Best Angle of Climb (Vx)
Occasionally, it may be necessary to gain the maximum altitude possible over the shortest distance on the ground. To achieve this, the pilot would use the Best Angle of Climb or Vx. This would be applicable if you needed to clear an obstacle or obstruction on the ground shortly after takeoff. The pilot would configure the aircraft for the Best Angle of Climb to gain the maximum altitude possible before reaching the obstacle (i.e. Tree) located beyond the runway.
Vx is slower than Vy. This makes sense, as Vx will have a slower forward speed. The slower forward speed of the airplane will provide more opportunity for altitude gain before reaching the obstacle to be cleared. An easy way to remember Vx vs. Vy, is to ask yourself which letter has more angles? The letter X has more angles than the letter Y. As such, you will always remember Vx is the Best Angle of Climb, and Vy is the Best Rate of Climb.
BLOCKED OR LEAKING PRESSURE SYSTEMS
Pitot. If the Pitot tube is blocked e.g. by ice, the ASI will not be affected till there is no acceleration or deceleration.

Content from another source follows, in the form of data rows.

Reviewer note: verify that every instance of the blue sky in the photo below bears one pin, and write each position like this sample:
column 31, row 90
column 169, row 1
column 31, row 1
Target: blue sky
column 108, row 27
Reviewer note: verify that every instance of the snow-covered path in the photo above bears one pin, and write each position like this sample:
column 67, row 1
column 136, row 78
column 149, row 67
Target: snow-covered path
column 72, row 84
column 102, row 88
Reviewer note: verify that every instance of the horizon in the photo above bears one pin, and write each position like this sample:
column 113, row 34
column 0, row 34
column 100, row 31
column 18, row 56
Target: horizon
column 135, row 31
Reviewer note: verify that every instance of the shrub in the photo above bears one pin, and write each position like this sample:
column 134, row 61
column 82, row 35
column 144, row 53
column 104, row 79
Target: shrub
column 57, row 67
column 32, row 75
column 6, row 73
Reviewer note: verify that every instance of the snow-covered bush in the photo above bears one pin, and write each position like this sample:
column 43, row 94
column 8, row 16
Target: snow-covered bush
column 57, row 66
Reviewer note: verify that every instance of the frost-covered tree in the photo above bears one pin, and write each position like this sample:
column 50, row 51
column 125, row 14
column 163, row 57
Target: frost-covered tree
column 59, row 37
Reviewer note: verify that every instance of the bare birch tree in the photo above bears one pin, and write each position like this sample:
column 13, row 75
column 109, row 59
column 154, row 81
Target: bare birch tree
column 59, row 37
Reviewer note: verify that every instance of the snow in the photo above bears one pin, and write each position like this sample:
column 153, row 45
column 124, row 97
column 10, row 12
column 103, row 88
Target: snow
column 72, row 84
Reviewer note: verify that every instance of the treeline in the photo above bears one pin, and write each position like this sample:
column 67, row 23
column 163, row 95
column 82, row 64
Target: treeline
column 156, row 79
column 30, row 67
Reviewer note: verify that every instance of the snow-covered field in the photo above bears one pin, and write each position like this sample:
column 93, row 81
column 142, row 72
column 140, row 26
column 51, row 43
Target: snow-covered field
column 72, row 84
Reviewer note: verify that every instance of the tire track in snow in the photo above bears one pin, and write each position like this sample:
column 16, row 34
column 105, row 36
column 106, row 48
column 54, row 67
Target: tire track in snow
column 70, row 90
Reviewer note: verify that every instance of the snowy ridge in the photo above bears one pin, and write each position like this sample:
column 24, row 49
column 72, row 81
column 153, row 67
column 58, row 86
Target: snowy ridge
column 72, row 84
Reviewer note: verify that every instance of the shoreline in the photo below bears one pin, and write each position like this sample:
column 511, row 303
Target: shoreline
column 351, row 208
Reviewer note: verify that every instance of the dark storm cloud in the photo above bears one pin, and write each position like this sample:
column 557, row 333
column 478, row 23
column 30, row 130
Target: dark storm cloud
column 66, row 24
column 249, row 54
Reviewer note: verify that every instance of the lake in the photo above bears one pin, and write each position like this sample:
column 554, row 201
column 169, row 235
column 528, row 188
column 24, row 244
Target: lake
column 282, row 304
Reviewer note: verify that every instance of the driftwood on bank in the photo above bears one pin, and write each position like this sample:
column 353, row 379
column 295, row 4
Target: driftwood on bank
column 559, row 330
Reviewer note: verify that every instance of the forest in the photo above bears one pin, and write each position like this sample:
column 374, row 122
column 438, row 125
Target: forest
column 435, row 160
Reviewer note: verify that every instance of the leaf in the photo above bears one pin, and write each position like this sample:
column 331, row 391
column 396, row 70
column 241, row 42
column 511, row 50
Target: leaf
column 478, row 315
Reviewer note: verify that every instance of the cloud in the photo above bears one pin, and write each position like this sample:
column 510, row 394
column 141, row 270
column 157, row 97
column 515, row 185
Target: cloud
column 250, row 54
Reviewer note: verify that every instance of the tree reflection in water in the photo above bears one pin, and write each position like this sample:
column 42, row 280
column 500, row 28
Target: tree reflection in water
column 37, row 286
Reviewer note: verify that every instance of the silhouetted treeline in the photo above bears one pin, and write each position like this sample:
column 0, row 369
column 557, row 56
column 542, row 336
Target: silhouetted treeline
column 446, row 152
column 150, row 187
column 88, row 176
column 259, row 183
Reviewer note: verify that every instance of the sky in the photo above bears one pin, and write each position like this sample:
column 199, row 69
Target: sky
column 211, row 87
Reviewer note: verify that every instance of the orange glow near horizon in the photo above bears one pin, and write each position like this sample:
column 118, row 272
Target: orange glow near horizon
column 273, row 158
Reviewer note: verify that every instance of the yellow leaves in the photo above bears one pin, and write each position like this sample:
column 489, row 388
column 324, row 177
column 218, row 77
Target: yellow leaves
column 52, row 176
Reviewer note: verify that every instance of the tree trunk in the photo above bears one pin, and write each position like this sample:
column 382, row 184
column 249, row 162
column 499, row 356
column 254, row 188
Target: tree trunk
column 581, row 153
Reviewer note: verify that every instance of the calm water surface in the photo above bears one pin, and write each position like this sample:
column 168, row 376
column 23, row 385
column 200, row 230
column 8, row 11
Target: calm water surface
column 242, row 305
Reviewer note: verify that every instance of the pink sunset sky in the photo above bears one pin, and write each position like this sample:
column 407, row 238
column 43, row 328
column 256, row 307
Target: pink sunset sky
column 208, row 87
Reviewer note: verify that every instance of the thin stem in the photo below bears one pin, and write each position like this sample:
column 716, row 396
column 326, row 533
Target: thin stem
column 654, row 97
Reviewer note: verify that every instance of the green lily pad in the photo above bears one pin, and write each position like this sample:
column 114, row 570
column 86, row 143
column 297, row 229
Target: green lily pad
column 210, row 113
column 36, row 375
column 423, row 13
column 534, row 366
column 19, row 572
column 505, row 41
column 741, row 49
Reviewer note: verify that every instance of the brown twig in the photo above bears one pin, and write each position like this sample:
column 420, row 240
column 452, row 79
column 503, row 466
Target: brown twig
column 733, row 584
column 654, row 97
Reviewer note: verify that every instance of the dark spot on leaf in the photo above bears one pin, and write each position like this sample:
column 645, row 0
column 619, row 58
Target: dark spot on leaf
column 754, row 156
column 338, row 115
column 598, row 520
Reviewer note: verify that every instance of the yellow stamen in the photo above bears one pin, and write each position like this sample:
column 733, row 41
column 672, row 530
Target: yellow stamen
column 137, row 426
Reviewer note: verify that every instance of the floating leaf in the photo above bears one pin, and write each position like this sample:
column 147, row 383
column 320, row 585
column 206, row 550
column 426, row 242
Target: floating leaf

ASI will not detect any of it in level flight. In climb ASI will Over Read and Under Read in descend.
Static If the static tube is blocked, in level flight there will be no effect. The ASI will over-read during descend to lower altitudes and under-read during climb to higher altitudes than that at which the blockage occurred.
- A leak in the Pitot tube causes the ASI to under-read.
- A leak in the static tube, where the pressure outside the pipe is lower than static (i.e., most unpressurised aircraft), will cause the ASI to over-read. Where the outside air is higher than static (i.e., in a pressurized cabin) the ASI will under-read.
Effects The under-reading or over-reading of an ASI is potentially dangerous. The former may cause problems in adverse landing conditions (e.g., in a strong cross-wind), and the latter condition may result in an aircraft stall at a higher indicated airspeed than that specified for the aircraft.